AI Dictionary
Beginner· ~2 min read#ml#fundamentals#beginner

Machine Learning

ML

Letting computers learn patterns from data instead of being explicitly programmed.

LEARNING FROM DATAyxdata pointslearned functionthe model finds the rule that fits the examples
Definition

In classical programming you write the rules and the computer applies them. In machine learning it's the opposite: you provide examples (input → output) and the computer figures out the rule on its own.

Three main flavors: supervised (labeled data — e.g. spam/ham), unsupervised (find structure — clustering, anomaly detection), reinforcement (trial-and-error with reward — games, robotics).

The core of ML: define a loss function, then tune the model's parameters to minimize that loss (usually with gradient descent). This loop is called training.

Analogy

Like teaching a child what a "dog" is. You point at dozens of dogs and say the word. Later, on the street, they recognize a new dog. You never enumerate "four legs, tail, barks..." — they learn from examples. ML does the same.

Real-world example

Netflix's recommender system: 200M users' watch histories. You watched Inception and gave it 5 stars. The model finds "users similar to this one also loved Tenet" and recommends it.

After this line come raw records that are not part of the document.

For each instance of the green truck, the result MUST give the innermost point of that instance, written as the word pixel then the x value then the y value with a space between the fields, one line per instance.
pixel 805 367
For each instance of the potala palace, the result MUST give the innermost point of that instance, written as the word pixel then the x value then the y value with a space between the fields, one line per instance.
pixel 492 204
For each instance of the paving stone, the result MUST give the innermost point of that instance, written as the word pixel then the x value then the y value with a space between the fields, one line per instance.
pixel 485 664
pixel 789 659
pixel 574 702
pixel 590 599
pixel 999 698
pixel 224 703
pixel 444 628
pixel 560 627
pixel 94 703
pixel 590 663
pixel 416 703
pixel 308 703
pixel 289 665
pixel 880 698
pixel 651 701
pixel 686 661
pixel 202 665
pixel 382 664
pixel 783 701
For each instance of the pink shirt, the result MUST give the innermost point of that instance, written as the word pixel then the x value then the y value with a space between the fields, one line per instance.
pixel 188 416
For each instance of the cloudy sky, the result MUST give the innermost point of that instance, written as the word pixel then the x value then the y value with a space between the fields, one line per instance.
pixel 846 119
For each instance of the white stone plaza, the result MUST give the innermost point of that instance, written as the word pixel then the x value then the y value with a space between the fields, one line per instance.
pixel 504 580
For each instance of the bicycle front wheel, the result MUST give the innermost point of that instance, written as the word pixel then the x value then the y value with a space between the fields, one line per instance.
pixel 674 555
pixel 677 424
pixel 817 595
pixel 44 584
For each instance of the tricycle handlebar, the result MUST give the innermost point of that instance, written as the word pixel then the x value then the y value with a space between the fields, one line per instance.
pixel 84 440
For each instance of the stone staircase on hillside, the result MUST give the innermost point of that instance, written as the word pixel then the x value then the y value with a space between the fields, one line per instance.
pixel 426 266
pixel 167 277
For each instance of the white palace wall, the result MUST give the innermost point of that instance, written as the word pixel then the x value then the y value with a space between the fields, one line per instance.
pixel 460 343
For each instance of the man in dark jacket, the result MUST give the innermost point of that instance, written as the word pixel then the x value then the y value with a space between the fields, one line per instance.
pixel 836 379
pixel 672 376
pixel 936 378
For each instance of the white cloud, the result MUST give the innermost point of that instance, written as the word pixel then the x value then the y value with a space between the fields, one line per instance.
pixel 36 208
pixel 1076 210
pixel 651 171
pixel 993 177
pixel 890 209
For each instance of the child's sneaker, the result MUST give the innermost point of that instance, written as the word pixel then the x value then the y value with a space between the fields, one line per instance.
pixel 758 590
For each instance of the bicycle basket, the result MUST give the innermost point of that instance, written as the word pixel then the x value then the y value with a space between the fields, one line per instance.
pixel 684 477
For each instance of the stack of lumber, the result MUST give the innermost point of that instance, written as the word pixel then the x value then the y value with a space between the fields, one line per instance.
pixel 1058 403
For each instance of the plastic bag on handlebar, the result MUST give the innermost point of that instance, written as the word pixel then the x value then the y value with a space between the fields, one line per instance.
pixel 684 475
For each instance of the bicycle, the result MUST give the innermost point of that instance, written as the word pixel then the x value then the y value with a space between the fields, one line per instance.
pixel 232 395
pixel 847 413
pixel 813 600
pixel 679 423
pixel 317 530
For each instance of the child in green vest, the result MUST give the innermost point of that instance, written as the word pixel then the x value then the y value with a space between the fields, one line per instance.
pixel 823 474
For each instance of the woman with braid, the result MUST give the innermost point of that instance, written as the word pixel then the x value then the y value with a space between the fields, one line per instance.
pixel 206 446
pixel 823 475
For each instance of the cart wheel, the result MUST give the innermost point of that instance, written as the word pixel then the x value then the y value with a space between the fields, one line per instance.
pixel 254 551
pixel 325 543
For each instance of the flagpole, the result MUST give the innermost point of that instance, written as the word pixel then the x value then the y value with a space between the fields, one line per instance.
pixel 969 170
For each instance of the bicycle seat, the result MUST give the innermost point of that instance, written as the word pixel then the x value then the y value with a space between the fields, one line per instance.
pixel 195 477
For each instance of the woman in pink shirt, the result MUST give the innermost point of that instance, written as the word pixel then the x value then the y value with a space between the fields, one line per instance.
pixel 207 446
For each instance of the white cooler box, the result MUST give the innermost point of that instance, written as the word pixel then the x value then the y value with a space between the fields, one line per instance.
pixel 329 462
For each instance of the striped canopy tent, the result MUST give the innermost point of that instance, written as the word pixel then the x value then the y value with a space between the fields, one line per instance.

No engineer wrote "if you watched Inception, suggest Tenet." The model derives that from millions of clicks-ratings-views. In production it re-learns every day with each user's new behavior.

When to use
  • The pattern is complex and hand-written rules are impossible (vision, NLP)
  • You have plenty of labeled data — ML loves data
  • The environment keeps changing — models can be retrained; rules can't
  • Decisions that beat humans on speed/accuracy (credit scoring, weather)
When not to use
  • Data is sparse or low-quality — garbage in, garbage out
  • Explainability is critical (loan denial, medical decisions) — many ML models are black boxes
  • Business rules are simple and fixed — if amount > 10000 then flag is better
  • One-off decisions — building a model takes months
Common pitfalls

Overfitting

The model memorizes training data and flops in production. Training accuracy 99%, test accuracy 60% = overfit. Fixes: validation set, regularization, more data.

Data leakage

Future info leaks into training data. E.g. predicting 'will this customer take a loan?' and accidentally including 'loan start date' as a feature → 100% accuracy in training, useless live.

Bias amplification

Historical bias in data (e.g. mostly male engineers hired) gets learned and locked in by the model. Fair model = fair data + fair evaluation.